Geometric transformations

A geometric transformation changes the plane or 3-dimensional space. Each transformation can be defined by thinking about where it "takes" each point. Each point is said to be taken to its image.

Many kinds of transformations have proved useful enough have been given names, but for our purposes we need consider only reversible transformations of the plane. These transformations are reversible in the sense that no two points in the plane are taken to the same point, so there's no ambiguity about going backward. The technical term for reversible is invertible.

Among the invertible transformations are those that stretch or shrink the plane. For contra dancing, we'll ignore those and think only about the transformations that do not change either the shape or size of any geometric figure. These are called isometries.

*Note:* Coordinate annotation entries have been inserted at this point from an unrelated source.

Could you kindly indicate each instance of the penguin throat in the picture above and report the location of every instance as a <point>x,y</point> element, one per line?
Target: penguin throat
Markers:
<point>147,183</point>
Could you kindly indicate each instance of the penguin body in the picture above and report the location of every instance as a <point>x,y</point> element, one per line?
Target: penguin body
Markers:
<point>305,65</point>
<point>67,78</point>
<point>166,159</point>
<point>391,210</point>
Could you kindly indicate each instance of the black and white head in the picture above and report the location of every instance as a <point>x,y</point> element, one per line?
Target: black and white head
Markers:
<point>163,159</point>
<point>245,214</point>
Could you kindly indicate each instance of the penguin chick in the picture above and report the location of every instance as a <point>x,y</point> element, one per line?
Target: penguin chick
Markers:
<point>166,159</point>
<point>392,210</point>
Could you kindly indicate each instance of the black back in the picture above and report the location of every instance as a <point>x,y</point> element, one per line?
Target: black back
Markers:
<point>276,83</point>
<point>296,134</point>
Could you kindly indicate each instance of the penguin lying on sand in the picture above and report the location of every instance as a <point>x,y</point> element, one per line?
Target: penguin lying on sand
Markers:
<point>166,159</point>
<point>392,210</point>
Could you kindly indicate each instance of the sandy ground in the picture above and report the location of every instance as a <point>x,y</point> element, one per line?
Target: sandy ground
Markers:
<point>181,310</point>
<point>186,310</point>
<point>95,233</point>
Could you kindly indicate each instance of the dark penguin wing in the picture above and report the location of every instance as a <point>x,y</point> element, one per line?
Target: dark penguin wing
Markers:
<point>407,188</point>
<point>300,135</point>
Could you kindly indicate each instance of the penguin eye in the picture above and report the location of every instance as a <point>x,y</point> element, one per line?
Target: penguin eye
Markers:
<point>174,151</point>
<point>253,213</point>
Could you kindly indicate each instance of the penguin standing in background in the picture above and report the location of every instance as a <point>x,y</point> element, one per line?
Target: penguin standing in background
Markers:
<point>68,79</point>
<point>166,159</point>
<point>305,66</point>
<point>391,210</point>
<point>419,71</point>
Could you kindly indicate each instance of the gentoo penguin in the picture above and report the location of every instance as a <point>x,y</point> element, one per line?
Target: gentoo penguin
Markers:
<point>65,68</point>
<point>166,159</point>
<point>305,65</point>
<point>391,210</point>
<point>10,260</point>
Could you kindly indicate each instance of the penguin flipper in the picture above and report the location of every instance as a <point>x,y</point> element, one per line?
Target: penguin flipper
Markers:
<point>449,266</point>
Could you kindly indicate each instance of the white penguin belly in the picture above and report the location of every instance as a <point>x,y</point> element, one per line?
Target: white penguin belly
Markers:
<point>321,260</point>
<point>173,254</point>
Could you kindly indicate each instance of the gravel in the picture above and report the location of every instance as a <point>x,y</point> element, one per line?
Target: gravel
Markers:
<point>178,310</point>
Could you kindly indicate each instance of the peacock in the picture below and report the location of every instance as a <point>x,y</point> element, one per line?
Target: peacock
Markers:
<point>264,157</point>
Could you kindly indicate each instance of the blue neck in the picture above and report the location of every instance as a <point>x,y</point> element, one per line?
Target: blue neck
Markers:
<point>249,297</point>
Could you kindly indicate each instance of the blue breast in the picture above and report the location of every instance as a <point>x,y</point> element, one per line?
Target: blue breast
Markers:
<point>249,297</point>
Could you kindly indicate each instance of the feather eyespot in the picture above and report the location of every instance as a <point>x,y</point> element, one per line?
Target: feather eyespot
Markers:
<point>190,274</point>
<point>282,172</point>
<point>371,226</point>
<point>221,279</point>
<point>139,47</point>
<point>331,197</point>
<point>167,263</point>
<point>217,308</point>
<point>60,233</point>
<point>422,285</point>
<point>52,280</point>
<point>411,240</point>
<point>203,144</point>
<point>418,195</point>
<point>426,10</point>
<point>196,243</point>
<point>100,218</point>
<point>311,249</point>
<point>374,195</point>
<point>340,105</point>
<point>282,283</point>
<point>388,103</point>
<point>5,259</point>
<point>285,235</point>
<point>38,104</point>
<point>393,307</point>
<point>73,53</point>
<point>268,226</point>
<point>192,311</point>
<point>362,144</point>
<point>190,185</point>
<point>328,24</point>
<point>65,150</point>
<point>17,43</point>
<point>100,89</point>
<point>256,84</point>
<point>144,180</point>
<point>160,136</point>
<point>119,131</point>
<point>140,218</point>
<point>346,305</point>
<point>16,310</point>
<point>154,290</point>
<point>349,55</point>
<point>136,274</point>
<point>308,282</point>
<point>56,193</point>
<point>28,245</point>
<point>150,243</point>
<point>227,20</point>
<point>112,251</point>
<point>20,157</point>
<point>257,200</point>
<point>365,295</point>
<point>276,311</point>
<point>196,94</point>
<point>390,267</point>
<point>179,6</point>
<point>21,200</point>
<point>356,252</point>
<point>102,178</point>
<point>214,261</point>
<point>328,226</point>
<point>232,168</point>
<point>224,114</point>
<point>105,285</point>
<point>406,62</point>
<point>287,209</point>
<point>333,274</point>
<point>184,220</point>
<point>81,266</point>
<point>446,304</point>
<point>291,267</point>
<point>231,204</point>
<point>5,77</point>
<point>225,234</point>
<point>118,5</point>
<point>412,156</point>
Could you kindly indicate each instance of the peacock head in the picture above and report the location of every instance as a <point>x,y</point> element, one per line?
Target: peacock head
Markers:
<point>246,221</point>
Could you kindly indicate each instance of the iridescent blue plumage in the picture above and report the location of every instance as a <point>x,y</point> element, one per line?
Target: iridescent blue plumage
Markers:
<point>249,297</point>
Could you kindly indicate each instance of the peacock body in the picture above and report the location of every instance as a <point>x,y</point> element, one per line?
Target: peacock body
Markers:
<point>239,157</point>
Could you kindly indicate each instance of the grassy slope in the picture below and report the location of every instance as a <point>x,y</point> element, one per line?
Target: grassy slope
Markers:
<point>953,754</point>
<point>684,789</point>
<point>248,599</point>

There are three kinds of isometries:

Reflections over a line take every point to a point directly across the line, as if the line were a mirror. More precisely, the image of a point P under a reflection over line L is on the line through P perpendicular to L and is the same distance from L as P is. In still other words, the line L is the perpendicular bisector of the segment between P and its image.

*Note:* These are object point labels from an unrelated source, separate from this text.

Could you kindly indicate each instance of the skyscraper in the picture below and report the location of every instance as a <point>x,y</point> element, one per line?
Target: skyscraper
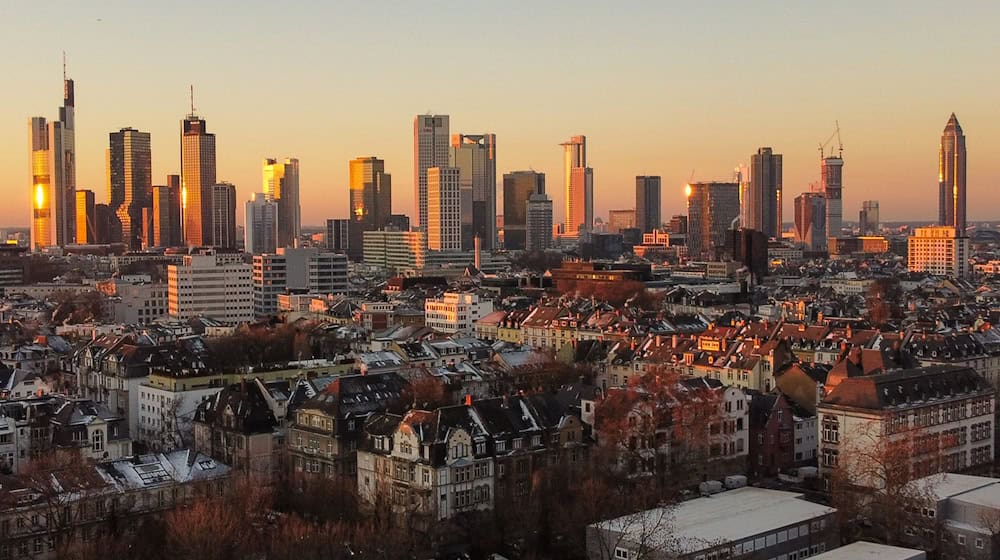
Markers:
<point>539,217</point>
<point>579,183</point>
<point>444,209</point>
<point>764,200</point>
<point>223,215</point>
<point>130,181</point>
<point>868,220</point>
<point>261,225</point>
<point>832,176</point>
<point>518,186</point>
<point>370,200</point>
<point>647,203</point>
<point>53,172</point>
<point>167,213</point>
<point>430,149</point>
<point>86,231</point>
<point>951,177</point>
<point>281,184</point>
<point>712,209</point>
<point>475,157</point>
<point>810,220</point>
<point>197,179</point>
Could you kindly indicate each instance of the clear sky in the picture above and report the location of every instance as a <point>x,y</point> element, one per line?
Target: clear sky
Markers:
<point>659,88</point>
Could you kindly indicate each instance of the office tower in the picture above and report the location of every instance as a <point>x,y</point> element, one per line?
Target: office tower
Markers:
<point>941,251</point>
<point>130,181</point>
<point>810,220</point>
<point>475,157</point>
<point>444,209</point>
<point>647,203</point>
<point>167,213</point>
<point>85,225</point>
<point>831,181</point>
<point>712,210</point>
<point>868,222</point>
<point>619,220</point>
<point>764,194</point>
<point>539,228</point>
<point>261,225</point>
<point>579,182</point>
<point>197,179</point>
<point>338,235</point>
<point>281,185</point>
<point>223,215</point>
<point>518,186</point>
<point>370,200</point>
<point>951,177</point>
<point>430,149</point>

Translations are shifts of the entire plane. A translation along a vector (directed line segment) V takes every point P to the point at the head of a vector congruent to V whose tail is at P.

Rotations about a point rotate every other point in the plane around a single fixed point. Somewhat more formally, a rotation about center point C by angle of size m takes every point P to a point P' such that the angleP'CP has size m. A more rigorous definition would ensure that the orientation of each of these angles is the same.